Add pharmacists to the list of care givers, hospitals and consumer groups that will help the Health & Human Services' national patient safety collaboration save more than 60,000 lives and up to $35 billion in healthcare costs by the end of 2013.
"Pharmacists play a key role in the Partnership for Patients' aims to reduce adverse drug events and improve care transitions," Dr. BrianJ. Isetts, a University of Minnesota College of Pharmacy professor and health policy fellow for the Center for Medicare & Medicaid Innovation, said in a Medscape Medical News interview Friday.
By getting patients to use their medication correctly, pharmacists can keep patients from getting hospital-acquired conditions or from returning to the hospital.

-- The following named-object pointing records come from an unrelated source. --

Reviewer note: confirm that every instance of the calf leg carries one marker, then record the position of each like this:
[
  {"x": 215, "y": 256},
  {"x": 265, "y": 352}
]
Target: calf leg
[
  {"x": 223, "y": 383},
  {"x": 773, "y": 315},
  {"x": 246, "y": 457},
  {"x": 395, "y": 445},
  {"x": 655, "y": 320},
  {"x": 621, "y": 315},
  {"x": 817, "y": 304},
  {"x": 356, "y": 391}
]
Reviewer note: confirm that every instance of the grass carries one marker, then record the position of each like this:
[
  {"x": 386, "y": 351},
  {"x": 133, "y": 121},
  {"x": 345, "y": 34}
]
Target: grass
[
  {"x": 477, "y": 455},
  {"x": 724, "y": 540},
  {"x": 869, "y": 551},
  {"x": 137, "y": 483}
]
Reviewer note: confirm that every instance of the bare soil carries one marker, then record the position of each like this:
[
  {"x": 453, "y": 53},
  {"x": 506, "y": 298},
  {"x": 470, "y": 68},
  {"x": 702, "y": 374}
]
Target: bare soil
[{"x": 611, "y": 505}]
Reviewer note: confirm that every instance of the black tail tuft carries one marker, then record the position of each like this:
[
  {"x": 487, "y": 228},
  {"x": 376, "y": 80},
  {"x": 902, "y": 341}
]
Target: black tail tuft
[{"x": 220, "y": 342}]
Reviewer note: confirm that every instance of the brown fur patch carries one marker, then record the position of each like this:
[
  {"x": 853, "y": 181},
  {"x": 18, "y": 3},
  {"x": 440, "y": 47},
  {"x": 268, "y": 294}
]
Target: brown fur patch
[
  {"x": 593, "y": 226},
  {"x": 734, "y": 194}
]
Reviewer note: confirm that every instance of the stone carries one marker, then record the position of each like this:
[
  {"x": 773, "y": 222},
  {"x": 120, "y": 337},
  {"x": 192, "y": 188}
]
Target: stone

For the Partnership for Patients program to succeed, pharmacists must partner with physicians and other hospital staff to deliver team-based care, Isetts notes. For instance, the Agency for Healthcare Research and Quality's Project RED found that coordinating clinical pharmacists, nurse advocates and primary care providers with individualized patient instruction in the discharge process led to a 24 percent drop in hospitalizations, he told Medscape.
With pharmacists on board, coordinated, team-based care should emphasize medication reconciliation, which provides the right medications to the patient at all care transitions within the hospital, according to the interview.
Meanwhile, Gottlieb Memorial Hospital of Loyola University Health System in October increased communication between patients and inpatient pharmacists to prevent costly readmissions.